Ich stehe offenen Mundes da. Die Witwe hat kein Wort verstanden, hat aber aus Petkas Gesicht gelesen, was mit ihm los ist. Sie schüttelt den Kopf: »Na, weißt du - .« Wir sind beide ganz fassungslos.

Und nun sitze ich hier am Küchentisch, hab soeben den Füllhalter neu mit Tinte gefüllt und schreibe, schreibe, schreibe mir allen Wirrsinn aus dem Kopf und Herz. Was mag das werden? Was kommt da noch über uns? Mir ist so klebrig, ich mag gar nichts mehr anfassen, mag die eigene Haut nicht anrühren. Jetzt ein Bad oder doch richtige Seife und reichlich Wasser. Schluß, weg mit den Wunschträumen.
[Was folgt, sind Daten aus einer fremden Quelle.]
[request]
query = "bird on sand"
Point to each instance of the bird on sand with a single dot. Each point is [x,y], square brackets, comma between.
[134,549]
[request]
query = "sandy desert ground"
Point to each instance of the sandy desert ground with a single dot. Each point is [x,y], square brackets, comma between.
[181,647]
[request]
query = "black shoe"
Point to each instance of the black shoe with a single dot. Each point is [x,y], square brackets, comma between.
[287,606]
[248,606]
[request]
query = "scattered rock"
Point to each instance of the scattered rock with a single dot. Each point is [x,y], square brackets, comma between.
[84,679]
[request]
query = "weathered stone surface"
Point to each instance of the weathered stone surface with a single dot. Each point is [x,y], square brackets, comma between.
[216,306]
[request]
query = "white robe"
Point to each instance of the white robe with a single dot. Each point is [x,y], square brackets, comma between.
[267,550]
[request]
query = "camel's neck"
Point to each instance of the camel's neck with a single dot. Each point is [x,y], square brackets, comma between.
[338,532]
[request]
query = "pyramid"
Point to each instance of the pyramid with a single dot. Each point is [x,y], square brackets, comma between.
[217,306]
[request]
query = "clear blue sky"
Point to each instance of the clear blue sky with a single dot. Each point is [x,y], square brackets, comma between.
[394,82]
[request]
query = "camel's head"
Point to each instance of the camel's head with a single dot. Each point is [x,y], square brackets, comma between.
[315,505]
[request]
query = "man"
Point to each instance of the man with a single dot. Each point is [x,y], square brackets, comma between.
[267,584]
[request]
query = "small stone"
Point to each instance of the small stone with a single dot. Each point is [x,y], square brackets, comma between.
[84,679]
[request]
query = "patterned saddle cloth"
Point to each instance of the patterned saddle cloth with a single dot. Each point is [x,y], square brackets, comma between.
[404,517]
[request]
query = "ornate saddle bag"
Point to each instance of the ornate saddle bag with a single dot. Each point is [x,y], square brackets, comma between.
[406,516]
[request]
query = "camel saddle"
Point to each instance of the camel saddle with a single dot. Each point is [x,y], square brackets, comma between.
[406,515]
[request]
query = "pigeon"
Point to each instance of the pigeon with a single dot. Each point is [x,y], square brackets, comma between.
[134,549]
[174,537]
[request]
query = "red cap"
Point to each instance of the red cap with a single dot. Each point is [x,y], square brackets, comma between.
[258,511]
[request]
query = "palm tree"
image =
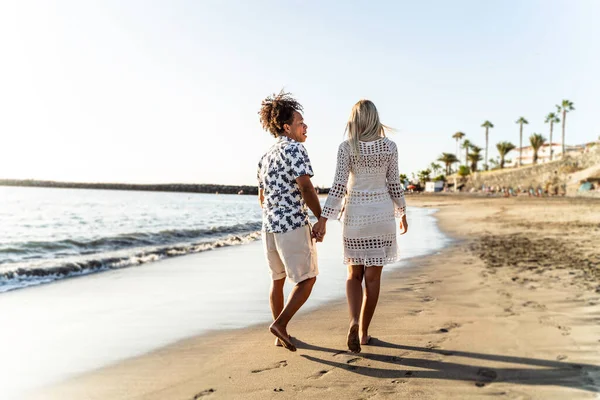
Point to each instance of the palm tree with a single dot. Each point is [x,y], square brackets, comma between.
[435,168]
[458,137]
[564,107]
[521,121]
[504,148]
[552,118]
[424,175]
[467,145]
[537,141]
[474,158]
[463,171]
[448,159]
[487,125]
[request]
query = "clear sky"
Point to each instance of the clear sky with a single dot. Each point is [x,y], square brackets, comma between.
[168,91]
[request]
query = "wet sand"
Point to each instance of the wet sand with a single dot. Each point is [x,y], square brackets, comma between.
[510,309]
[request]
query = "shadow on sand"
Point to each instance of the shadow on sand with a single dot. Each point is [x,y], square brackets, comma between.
[532,372]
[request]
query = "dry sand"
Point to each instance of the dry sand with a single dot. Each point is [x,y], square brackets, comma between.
[511,309]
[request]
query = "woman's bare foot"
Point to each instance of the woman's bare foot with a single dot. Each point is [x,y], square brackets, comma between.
[353,340]
[283,336]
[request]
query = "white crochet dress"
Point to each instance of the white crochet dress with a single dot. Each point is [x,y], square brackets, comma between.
[367,195]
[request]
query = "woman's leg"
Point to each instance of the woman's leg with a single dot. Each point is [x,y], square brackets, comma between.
[372,286]
[354,296]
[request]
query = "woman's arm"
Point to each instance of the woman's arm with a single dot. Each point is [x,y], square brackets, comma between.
[395,188]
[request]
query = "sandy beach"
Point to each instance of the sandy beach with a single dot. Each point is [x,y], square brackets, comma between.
[510,309]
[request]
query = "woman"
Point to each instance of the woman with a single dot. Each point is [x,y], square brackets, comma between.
[367,191]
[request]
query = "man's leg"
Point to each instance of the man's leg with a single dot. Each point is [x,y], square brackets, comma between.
[354,296]
[298,297]
[372,286]
[276,300]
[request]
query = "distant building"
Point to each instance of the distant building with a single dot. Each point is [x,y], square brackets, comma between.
[436,186]
[543,153]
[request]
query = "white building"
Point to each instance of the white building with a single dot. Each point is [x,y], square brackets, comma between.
[543,154]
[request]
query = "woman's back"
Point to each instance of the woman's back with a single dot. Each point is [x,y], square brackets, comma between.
[369,168]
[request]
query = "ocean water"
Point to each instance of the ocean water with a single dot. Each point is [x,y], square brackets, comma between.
[92,277]
[48,234]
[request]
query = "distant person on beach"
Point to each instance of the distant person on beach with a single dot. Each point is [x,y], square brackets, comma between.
[284,190]
[368,196]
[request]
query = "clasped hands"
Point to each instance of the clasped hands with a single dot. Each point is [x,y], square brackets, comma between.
[319,229]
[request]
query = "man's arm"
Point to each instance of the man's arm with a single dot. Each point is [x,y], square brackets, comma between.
[309,194]
[261,196]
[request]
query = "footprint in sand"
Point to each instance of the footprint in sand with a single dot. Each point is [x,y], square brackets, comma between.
[319,374]
[279,364]
[427,299]
[204,393]
[449,327]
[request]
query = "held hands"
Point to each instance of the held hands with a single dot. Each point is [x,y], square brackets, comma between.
[403,225]
[319,229]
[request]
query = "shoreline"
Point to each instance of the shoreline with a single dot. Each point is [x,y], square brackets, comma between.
[436,316]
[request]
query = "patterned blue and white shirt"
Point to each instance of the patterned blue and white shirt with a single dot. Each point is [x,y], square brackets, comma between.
[284,208]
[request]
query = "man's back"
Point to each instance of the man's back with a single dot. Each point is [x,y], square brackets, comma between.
[284,208]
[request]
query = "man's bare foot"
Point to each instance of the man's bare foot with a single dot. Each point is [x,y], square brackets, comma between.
[283,337]
[278,342]
[353,341]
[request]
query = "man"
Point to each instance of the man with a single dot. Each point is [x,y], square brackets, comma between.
[285,191]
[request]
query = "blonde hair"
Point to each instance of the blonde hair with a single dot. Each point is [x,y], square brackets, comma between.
[364,125]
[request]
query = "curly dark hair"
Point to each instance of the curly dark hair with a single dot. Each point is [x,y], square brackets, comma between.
[277,110]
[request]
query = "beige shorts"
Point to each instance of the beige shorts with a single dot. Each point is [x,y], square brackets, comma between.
[292,254]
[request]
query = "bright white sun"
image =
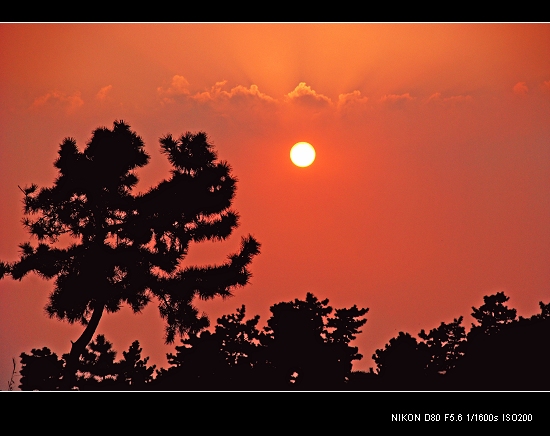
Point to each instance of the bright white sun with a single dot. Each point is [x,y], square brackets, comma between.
[302,154]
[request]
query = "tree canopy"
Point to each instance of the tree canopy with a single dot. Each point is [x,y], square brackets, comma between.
[127,247]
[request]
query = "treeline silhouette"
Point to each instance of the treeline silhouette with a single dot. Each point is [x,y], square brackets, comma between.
[306,346]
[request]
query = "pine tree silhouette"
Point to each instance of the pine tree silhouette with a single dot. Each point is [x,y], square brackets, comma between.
[127,248]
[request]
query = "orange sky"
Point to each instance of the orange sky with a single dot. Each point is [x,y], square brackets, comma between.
[431,186]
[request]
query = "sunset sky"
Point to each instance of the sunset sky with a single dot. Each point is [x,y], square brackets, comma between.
[430,189]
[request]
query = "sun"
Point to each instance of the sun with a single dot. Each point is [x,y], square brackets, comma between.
[302,154]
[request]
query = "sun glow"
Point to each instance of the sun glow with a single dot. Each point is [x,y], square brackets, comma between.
[302,154]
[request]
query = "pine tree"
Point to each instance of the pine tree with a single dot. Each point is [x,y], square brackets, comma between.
[127,248]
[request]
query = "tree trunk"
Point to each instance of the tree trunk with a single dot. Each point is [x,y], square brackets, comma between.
[69,376]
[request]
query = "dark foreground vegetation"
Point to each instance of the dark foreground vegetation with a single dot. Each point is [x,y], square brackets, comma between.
[306,346]
[128,248]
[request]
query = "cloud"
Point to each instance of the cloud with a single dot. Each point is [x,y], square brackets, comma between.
[178,87]
[238,93]
[304,94]
[436,98]
[69,102]
[102,94]
[520,88]
[350,99]
[394,98]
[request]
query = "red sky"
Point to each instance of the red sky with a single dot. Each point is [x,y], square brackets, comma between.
[431,186]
Wobei mir die seltsame Vorstellung einfällt, eine Art Wach-traum, der mir heute früh kam, als ich nach Petkas Weggang vergeblich einzuschlafen versuchte. Es war mir, als läge ich flach auf meinem Bett und sähe mich gleichzeitig selber daliegen, während sich aus meinem Leib ein leuchtendweißes Wesen erhob; eine Art Engel, doch ohne Flügel, der steil aufwärts schwebte. Ich spüre noch, während ich dies schreibe, das hochziehende, schwebende Gefühl. Natürlich ein Wunschtraum und Fluchttraum. Mein Ich läßt den Leib, den armen, verdreckten, mißbrauchten, einfach liegen. Es entfernt sich von ihm und entschwebt rein in weiße Fernen. Es soll nicht mein »Ich« sein, dem dies geschieht. Ich schiebe all das aus mir hinaus. Ob ich wohl spinne? Aber mein Kopf faßt sich in diesem Augenblick kühl an, die Hände sind bleiern und ruhig.